Senate Democrats are defending Newman by pushing a bill to slow the recall by, for example, giving people who signed petitions the option of removing their names. Republicans are indignant, claiming Democrats are rigging the system to protect their supermajority.
“Our recall laws are over 100 years old, and yet we’re trying to sneak something through in the dark of night that hasn’t been heard in any policy committee,” Sen. Joel Anderson, R-Alpine, said in a speech the other day.
Anderson, crocodile tears flowing, made a point of saying what a “great guy” Newman is.

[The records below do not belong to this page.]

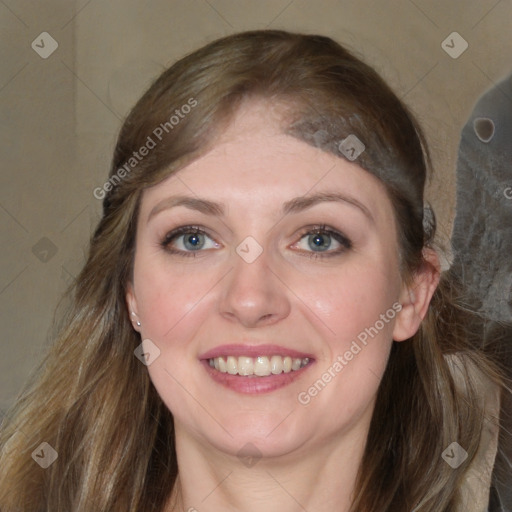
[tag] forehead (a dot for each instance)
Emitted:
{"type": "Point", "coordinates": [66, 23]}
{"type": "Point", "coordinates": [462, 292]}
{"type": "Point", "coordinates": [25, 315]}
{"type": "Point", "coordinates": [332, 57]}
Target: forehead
{"type": "Point", "coordinates": [254, 162]}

Once his speech was over, he walked across the Senate floor to Newman to say there was nothing personal. My colleague Taryn Luna couldn’t help but overhear Newman’s response: “F… off, Joel.”
Though other legislators, Republicans included, may have shared that sentiment from time to time, the California Republican Party blasted an email declaring, “This is beyond disrespectful,” and seeking “$100, $75, $25, or even $10.”
Recalls have been part of California politics since Hiram Johnson was governor more than a century ago. Along with initiatives and referendums, they’re written into the state Constitution. But spare me the sanctimony.
Petition gatherers get paid by the signature, and use any trick they can to entice people to sign. In this instance, some of them claim people can reverse the gasoline tax by signing the petition. It’s a lie. The recall will do nothing to reverse the new taxes. That’s not the point.
Republicans are seizing an opportunity, just as Democrats have done. In 2008, then-Senate President Pro Tem Don Perata tried to recall Republican Jeff Denham, for no good reason. Denham rightly beat the recall, and won a congressional seat.
“Now we know why good people don’t go into politics,” Newman said. “It is a mean business.”
As Seinfeld viewers know, the star of the show never made clear why he despised Newman, though he later explained in an interview: “It seemed funny to hate Newman.”
There’s not much reason to hate Sen. Newman, either, and it’s not particularly funny. It’s not as if he has given us fleas, or eaten our chunky candy. He cast a vote because he thought it was the right thing to do. That ought to be what we want legislators do to.